08.Negli ultimi anni il modo di vedere i film è cambiato profondamente. Da distributore, credi che il cinema stia vivendo una crisi o una trasformazione? E quale pensi sia oggi la sfida più grande per chi porta il cinema indipendente al pubblico?


Mi riallaccio alla risposta precedente. Il cinema è dominato dal mainstream, ma questo da sempre. Forse le cose stanno cambiando un po’ nel mondo del cinema indipendente, che ultimamente si è parecchio “dipendentizzato”.


Ci sono però degli autori che stanno tornando a un modo di fare cinema più libero, e spero onestamente si continui in questa direzione perché c’è sempre bisogno di una controparte.

Certo, questo implica una sfida maggiore, perché i canali che possono veicolare tale cinema sono pochi, sempre meno negli anni. Ma bisogna continuare a insistere su una produzione più varia, e su una libertà di espressione e forma, che sono venute a mancare anche lì dove erano nate.


09.Viviamo in un'epoca in cui tutto sembra dover catturare l'attenzione in pochi secondi. Il cinema, invece, ci chiede tempo, silenzio e attenzione. Pensi che oggi concedersi a un film sia diventato quasi

un gesto rivoluzionario?


Abbastanza. Ma penso allo stesso modo che se una storia ci appassiona davvero siamo portati naturalmente a essere in grado di “reggerla” nel tempo. D’altra parte, anche solo se pensiamo alle serie, ne abbiamo prova.

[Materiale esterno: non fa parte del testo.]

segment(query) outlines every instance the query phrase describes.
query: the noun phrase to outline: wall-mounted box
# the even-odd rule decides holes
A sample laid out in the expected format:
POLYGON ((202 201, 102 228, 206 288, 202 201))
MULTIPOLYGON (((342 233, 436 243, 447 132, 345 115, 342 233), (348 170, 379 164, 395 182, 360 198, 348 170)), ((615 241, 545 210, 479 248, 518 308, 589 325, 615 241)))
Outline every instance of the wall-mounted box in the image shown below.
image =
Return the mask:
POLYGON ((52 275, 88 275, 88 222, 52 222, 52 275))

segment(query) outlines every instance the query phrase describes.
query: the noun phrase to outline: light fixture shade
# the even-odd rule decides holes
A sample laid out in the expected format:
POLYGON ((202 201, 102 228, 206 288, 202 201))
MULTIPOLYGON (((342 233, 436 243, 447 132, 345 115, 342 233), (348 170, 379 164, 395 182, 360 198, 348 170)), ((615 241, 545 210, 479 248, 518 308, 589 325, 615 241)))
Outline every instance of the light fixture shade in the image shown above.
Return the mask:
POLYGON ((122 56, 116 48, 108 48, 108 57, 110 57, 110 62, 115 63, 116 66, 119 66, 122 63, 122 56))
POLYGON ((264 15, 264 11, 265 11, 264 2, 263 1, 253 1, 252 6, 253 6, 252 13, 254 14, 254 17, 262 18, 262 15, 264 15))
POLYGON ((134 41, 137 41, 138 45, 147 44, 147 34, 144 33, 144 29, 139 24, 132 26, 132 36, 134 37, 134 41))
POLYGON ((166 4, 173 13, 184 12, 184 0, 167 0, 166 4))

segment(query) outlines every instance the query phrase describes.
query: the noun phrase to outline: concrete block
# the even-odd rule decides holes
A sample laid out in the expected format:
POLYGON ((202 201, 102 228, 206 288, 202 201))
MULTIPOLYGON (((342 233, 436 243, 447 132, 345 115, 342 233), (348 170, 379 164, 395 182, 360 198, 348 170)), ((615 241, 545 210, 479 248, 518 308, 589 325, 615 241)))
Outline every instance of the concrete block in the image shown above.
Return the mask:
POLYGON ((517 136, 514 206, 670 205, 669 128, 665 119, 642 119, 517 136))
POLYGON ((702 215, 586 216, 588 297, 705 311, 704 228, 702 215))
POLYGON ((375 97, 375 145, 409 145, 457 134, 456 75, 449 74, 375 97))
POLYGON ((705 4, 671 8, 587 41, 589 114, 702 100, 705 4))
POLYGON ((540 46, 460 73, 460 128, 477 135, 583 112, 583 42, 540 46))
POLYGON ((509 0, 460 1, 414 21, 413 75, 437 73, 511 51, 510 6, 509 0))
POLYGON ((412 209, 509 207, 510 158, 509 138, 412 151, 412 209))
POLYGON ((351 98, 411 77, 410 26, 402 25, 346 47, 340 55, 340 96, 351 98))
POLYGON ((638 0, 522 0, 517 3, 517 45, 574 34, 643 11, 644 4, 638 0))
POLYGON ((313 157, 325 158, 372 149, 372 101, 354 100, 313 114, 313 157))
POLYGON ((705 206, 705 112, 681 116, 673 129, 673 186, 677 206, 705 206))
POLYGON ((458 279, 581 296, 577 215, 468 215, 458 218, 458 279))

Comunque, per tornare alla brevità, proprio per questo il cortometraggio si è riscattato parecchio ultimamente dopo anni di quasi oblio, soprattutto commerciale.


10.Da Cannes a Venezia, da Berlino al Sud America, i festival sono diventati parte della tua quotidianità. Cosa succede davvero dietro le quinte di un festival che il pubblico non immagina?


Non lo so più :) Io lavoro parecchio durante i festival e i mercati, di giorno. Fino a qualche anno fa partecipavo anche alla parte serale, fatta di molti eventi.

Ora solo se strettamente necessario, o se sono nostri eventi. In generale cerco di fare una vita più sana, anche perché non reggerei il ritmo per più di una serata.


11.Siamo arrivati all'undicesima e ultima domanda. Se per dieci secondi potessi entrare dentro un film, chi saresti? Dove ti immagini?

E soprattutto: quale sarebbe la tua unica battuta?


Ok, sono un uomo sulla quarantina in abito gessato in un film ambientato negli anni ’30, tipo. Sono seduto da qualche parte: una panchina, al tavolo di un bar, non saprei.


Mi chiedono: «Fumate?»


Rispondo: «Sì, grazie.»


Le regole di THE11TH Conversations parlano chiaro: undici domande.

Il problema è che non sono mai stato particolarmente bravo a rispettare

le regole. Così, prima di concludere, ne aggiungo un'ultima.



12.Dimmi la verità: ti è mai capitato di addormentarti durante

una proiezione? Tranquillo… non ti chiederò il titolo del film.

Al massimo la nazionalità.


Avoglia!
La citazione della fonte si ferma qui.